Asset rich cash poor

You should sell the property in the pension fund and buy shares instead. You can then cash it as you wish.

Brendan
Interesting suggestion but I'm too risk averse for shares. I looked at investment funds when I retired but was put off by charges and other downsides.
 
Interesting suggestion but I'm too risk averse for shares. I looked at investment funds when I retired but was put off by charges and other downsides.
Running a property through your ARF is more expensive than buying shares!! And if it is invested in one property in Ireland, it is even riskier!! What will happen when there is a downturn in the property market? You will be left with an asset that you can't sell. And what are you going to do when your divorce goes through? Be part owner of the property with your ex wife?

You should have enough money after your divorce to buy a place, have cash left over and your ARF. It is up to you whether you opt to pick an option that will provide you with the income you need (you don't have to invest it all in shares, there are plenty of other options) or continue hanging onto an illiquid asset and complaining that you don't have enough money.


Steven
www.bluewaterfp.ie
 
Running a property through your ARF is more expensive than buying shares!! And if it is invested in one property in Ireland, it is even riskier!! What will happen when there is a downturn in the property market?
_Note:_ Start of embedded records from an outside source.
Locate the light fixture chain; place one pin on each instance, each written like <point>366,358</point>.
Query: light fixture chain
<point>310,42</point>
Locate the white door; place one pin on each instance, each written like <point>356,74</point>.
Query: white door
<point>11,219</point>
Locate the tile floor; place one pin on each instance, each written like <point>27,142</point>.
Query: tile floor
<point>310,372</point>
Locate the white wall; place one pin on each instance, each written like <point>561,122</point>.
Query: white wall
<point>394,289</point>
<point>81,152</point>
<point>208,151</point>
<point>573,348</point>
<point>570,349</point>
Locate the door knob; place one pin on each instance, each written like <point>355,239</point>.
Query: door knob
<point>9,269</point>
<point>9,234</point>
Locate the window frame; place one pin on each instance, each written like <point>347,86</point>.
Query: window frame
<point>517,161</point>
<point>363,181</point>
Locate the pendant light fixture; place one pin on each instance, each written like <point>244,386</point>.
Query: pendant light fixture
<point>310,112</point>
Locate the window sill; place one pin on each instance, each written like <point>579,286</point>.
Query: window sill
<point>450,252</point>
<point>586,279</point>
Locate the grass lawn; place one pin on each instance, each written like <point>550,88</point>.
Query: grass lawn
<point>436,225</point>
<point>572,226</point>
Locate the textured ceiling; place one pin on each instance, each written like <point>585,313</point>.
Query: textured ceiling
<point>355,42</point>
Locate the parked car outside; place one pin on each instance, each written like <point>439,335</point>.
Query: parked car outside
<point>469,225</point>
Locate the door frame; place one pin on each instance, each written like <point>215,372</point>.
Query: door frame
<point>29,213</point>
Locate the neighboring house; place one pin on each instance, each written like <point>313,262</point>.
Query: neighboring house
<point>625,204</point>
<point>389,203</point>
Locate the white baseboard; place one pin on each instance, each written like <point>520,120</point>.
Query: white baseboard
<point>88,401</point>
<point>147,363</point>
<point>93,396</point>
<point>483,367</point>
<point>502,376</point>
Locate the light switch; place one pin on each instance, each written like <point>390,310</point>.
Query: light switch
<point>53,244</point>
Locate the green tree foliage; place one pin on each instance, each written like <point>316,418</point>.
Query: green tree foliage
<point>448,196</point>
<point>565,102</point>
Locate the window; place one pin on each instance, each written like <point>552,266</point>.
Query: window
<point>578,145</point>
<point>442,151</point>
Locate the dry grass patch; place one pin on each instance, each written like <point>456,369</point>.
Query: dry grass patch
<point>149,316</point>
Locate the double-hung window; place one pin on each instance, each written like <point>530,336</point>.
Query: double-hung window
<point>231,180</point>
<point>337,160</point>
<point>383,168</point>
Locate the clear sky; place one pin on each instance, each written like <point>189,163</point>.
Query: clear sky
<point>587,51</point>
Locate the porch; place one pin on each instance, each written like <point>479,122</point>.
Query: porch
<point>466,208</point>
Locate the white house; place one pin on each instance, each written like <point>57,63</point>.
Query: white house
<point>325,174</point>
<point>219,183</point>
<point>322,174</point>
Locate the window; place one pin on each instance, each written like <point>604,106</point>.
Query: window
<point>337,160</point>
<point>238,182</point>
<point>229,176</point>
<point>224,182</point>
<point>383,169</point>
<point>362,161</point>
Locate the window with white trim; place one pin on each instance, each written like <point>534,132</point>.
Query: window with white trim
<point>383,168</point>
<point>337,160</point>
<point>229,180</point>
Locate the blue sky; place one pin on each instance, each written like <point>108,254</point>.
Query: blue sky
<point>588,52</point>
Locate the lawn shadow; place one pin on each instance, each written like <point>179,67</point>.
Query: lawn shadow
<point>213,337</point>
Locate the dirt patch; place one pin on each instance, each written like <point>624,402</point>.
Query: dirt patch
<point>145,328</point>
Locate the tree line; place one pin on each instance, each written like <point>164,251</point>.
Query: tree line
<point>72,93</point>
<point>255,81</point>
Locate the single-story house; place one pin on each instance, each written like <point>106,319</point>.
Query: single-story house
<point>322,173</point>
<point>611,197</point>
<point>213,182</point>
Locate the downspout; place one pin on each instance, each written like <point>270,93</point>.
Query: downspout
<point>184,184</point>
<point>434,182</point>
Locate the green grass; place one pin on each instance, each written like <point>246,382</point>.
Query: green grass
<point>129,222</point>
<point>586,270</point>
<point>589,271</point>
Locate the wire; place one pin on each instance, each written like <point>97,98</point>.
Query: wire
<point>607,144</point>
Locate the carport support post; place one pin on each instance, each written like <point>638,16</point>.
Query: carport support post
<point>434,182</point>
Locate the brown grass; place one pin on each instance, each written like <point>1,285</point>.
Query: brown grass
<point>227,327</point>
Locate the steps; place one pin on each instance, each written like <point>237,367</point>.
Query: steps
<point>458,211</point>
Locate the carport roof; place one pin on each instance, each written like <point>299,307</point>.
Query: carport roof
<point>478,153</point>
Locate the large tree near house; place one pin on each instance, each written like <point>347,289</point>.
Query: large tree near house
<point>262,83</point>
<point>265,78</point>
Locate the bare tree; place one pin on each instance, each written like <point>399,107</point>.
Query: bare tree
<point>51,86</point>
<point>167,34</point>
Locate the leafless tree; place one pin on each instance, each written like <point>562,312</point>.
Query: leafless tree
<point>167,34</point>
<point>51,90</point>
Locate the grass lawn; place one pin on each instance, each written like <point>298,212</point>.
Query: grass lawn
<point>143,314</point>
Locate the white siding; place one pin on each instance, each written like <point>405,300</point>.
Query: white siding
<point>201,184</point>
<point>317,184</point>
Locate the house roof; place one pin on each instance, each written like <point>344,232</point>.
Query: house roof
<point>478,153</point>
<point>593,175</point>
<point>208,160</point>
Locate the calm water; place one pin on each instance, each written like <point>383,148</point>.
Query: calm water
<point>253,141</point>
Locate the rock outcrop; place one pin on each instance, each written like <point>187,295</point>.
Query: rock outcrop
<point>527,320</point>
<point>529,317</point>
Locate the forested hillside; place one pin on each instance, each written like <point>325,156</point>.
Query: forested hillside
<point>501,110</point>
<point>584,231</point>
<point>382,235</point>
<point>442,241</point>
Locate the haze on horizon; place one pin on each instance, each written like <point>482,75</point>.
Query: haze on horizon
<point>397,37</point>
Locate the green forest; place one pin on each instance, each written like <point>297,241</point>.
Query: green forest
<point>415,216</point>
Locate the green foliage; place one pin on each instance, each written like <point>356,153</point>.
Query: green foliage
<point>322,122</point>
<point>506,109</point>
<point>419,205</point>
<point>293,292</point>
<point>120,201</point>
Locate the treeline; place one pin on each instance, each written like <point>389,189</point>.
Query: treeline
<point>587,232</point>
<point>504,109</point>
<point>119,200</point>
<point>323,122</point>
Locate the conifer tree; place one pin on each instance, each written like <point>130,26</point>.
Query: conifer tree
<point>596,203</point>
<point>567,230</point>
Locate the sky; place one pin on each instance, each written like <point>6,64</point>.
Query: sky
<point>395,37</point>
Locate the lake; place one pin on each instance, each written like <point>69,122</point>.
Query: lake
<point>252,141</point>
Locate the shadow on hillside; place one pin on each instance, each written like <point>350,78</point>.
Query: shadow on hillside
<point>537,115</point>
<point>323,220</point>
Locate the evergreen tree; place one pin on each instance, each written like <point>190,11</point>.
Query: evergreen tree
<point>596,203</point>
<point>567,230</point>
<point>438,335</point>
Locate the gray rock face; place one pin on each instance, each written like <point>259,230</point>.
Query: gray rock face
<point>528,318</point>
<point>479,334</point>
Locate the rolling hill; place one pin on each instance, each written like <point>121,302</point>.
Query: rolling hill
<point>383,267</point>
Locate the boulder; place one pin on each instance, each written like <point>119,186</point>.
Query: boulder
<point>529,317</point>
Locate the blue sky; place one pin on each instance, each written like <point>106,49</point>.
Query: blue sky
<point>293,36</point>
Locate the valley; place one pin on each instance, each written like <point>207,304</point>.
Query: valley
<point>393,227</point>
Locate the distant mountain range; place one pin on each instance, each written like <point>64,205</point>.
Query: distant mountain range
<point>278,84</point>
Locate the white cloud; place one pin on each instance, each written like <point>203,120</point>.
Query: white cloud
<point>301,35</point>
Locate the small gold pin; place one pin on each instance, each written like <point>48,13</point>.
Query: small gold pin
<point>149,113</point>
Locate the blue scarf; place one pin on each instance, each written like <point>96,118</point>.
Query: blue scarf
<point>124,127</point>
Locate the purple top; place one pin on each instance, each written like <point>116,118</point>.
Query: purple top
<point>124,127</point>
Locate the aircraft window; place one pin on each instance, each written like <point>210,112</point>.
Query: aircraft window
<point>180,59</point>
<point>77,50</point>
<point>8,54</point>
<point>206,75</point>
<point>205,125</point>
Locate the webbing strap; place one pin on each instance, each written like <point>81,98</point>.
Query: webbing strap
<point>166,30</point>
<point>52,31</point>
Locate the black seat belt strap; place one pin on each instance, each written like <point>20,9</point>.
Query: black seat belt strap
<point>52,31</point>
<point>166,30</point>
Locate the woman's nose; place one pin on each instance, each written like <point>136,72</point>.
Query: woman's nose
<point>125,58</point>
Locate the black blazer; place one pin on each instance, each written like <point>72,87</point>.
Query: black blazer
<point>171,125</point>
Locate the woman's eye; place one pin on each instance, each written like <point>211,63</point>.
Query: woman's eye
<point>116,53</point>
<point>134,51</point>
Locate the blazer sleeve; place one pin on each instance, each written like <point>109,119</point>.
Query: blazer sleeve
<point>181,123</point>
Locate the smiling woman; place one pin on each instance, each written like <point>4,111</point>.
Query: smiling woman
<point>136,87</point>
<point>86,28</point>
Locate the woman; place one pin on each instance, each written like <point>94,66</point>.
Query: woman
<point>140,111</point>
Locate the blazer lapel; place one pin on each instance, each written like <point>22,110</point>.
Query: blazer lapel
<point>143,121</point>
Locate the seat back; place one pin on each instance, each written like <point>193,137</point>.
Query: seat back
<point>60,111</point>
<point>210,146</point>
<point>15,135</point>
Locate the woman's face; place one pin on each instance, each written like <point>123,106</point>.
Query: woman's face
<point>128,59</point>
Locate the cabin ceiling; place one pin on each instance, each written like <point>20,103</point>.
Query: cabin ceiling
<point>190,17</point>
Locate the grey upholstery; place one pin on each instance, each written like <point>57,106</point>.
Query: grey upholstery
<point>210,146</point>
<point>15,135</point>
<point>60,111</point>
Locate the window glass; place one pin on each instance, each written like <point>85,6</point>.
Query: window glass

You will be left with an asset that you can't sell. And what are you going to do when your divorce goes through? Be part owner of the property with your ex wife?

You should have enough money after your divorce to buy a place, have cash left over and your ARF. It is up to you whether you opt to pick an option that will provide you with the income you need (you don't have to invest it all in shares, there are plenty of other options) or continue hanging onto an illiquid asset and complaining that you don't have enough money.


Steven
www.bluewaterfp.ie
Have to say this sounds like good advice. Though I'm not at all convinced there's a significant property price drop in the offing. I agree this might be a good time to consider a move into an investment fund. One question though: if I can dispose of a good investment property in roughly 3/4 months it wouldn't be accurate to describe as illiquid?
 
Have to say this sounds like good advice. Though I'm not at all convinced there's a significant property price drop in the offing. I agree this might be a good time to consider a move into an investment fund. One question though: if I can dispose of a good investment property in roughly 3/4 months it wouldn't be accurate to describe as illiquid?
Irish Life have stopped people taking money out of their property fund...


Have to say this sounds like good advice. Though I'm not at all convinced there's a significant property price drop in the offing. I agree this might be a good time to consider a move into an investment fund. One question though: if I can dispose of a good investment property in roughly 3/4 months it wouldn't be accurate to describe as illiquid?
Yes it is. From the time to decide to put it up for sale to when conveyancy is completed, you are looking at more than 3/4 months. In a bad market, you could have it up for sale for over a year. compare that to equities, where you will have the money in a week no matter what the market conditions are like.